Jika melihat standar pasal 1 pasal 22 Undang-Undang Nomor 1 Tahun 2004, berarti tidak semua pemotongan uang, surat berharga, dan barang milik negara merupakan kerugian negara. Kondisi tersebut merupakan akibat perbuatan melawan hukum untuk dikualifikasikan sebagai kerugian negara. Ketentuan Pasal 27 (1) seolah membenarkan bahwa semua pengeluaran pemerintah/KSSK tidak merugikan negara, bagaimana jika pengeluaran tersebut dikeluarkan dalam rangka pelaksanaan kebijakan negara dan/atau badan anggota KSSK menyebabkan kerugian nyata sebagai akibat dari kegiatan ilegal, dan penekanan dalam pasal ini tentu saja untuk memberikan otoritas sebanyak mungkin untuk membayar biaya pelaksanaan kebijakan yang dimaksud.
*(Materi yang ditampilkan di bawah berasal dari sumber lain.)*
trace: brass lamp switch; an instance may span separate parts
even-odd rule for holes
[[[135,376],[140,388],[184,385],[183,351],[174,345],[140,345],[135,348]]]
Dan tentunya hal ini memperbesar kemungkinan terjadinya penyimpangan dalam pelaksanaannya yang akan membawa kerugian bagi negara. Kedua, “kerugian negara” merupakan salah satu unsur tindak pidana korupsi, harus dapat dibuktikan adanya perbuatan melawan hukum yang menguntungkan diri sendiri atau orang lain atau masyarakat, atau kerugian negara akibat penyalahgunaan kekuasaan untuk keuntungan yang tidak sah. untuk diri sendiri atau orang lain atau perusahaan. Artinya, semua biaya yang dikeluarkan pemerintah/KSSK bukan merupakan kerugian negara, menghilangkan salah satu faktor penting korupsi, yang diatur dalam Pasal 2 ayat 1 UU Tipikor: “Seseorang yang secara melawan hukum memperkaya diri sendiri atau orang lain atau perusahaan yang dapat merugikan perekonomian nasional atau perekonomian nasional”.
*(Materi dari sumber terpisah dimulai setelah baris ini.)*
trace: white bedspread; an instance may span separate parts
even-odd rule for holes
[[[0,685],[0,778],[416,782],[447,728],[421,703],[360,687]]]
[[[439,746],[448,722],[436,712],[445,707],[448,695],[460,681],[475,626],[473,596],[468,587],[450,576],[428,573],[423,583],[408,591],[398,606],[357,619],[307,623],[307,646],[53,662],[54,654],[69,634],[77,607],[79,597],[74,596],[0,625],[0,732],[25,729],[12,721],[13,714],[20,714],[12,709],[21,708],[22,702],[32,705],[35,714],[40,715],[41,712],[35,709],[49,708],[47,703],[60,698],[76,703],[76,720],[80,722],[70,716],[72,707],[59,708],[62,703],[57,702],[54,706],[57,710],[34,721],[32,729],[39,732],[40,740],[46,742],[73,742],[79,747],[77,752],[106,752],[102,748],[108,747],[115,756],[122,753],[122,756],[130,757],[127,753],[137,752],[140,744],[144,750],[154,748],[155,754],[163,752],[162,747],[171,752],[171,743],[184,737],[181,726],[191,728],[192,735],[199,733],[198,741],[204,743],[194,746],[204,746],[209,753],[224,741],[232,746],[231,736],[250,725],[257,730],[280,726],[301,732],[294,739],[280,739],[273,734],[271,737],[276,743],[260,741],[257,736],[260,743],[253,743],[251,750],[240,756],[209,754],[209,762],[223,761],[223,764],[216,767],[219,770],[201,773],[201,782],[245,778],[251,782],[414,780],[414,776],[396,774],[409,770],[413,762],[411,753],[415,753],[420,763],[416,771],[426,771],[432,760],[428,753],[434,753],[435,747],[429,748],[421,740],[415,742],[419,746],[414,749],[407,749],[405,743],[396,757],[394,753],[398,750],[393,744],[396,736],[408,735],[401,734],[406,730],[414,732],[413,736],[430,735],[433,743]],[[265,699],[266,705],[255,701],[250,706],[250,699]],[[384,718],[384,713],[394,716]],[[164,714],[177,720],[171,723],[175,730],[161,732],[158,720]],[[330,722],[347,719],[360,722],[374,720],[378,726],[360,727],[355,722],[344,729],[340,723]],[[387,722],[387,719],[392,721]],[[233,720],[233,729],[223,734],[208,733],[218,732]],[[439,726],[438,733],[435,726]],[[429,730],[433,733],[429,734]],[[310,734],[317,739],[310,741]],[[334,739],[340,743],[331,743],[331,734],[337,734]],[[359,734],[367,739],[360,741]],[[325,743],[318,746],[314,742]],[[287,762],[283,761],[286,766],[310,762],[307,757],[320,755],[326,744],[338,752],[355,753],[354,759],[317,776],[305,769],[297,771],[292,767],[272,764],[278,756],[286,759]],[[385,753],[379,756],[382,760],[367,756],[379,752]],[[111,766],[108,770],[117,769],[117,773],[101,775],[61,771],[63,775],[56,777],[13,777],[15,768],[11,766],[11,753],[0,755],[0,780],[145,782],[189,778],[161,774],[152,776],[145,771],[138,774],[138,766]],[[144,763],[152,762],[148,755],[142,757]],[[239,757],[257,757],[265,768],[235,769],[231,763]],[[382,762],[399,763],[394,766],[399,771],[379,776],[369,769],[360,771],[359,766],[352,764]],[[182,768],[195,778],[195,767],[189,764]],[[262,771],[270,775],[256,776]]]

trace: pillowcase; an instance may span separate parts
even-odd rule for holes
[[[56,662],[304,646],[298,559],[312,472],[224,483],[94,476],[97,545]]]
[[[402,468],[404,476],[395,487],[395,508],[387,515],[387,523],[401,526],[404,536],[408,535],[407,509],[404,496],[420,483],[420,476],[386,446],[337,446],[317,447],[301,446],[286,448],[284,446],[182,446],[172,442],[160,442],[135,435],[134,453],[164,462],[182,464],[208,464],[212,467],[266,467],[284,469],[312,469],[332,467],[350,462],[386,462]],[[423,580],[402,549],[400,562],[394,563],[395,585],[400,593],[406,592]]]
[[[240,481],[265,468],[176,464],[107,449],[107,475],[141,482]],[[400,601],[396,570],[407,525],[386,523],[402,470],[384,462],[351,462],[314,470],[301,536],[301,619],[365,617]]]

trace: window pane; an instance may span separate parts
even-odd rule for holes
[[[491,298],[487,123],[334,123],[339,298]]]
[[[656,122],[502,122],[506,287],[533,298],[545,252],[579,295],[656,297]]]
Pemberian imunitas dalam Pasal 27 (2) sama dengan pemberian imunitas dalam UU No. 9/2016 tentang PPSK, UU No. Pasal 11 Tahun 2016, pasal 50 KUHP tentang pengampunan pajak, yang menyatakan: “bahwa tidak  seorang  pun dipidana yang melakukan perbuatan sesuai dengan ketentuan  undang-undang.” Dan Pasal 51(1) KUHP, yang menyatakan: "barang siapa melakukan tindakan untuk memenuhi penetapan status yang diberikan oleh penguasa yang berwenang tidak akan dipidana." Yang dimana seluruh pemberian imunitas tersebut tidak mutlak (absolute), selama berdasarkan itikad baik dan peraturan perundang-undangan yang berlaku memang tidak dapat dituntut pidana, akan tetapi tidak melegitimasi kedudukan imunitas yang diberikan, apabila terbukti melakukan sebuah tindak pidana dalam pelaksanaan kebijakan maka dapat dilakukan penuntutan terhadap perbuatan tersebut

Sesuai dengan Pasal 1(3) UUD 1945 bahwa negara Indonesia adalah negara hukum, artinya segala sesuatu yang berkaitan dengan kehidupan bermasyarakat, berbangsa dan bernegara diatur menurut peraturan perundang-undangan yang berlaku dengan cara; Pertama, diperlukan putusan Mahkamah Konstitusi untuk membatalkan standar Perppu No. 27 ayat 1.1 Tahun 2020 tentang ketentuan kerugian negara, agar Riigvolikogu/KSSK tidak melegalkan semua menyimpulkan kontrak keuangan, yang tidak merugikan negara, karena takut melakukan penipuan yang menyebabkan kejahatan korupsi. Kedua, pembentukan Perppu harus diatur secara jelas dan rinci dalam undang-undang, sehingga mekanisme kontrol yang lebih baik dapat terwujud selama pembentukan Perppu.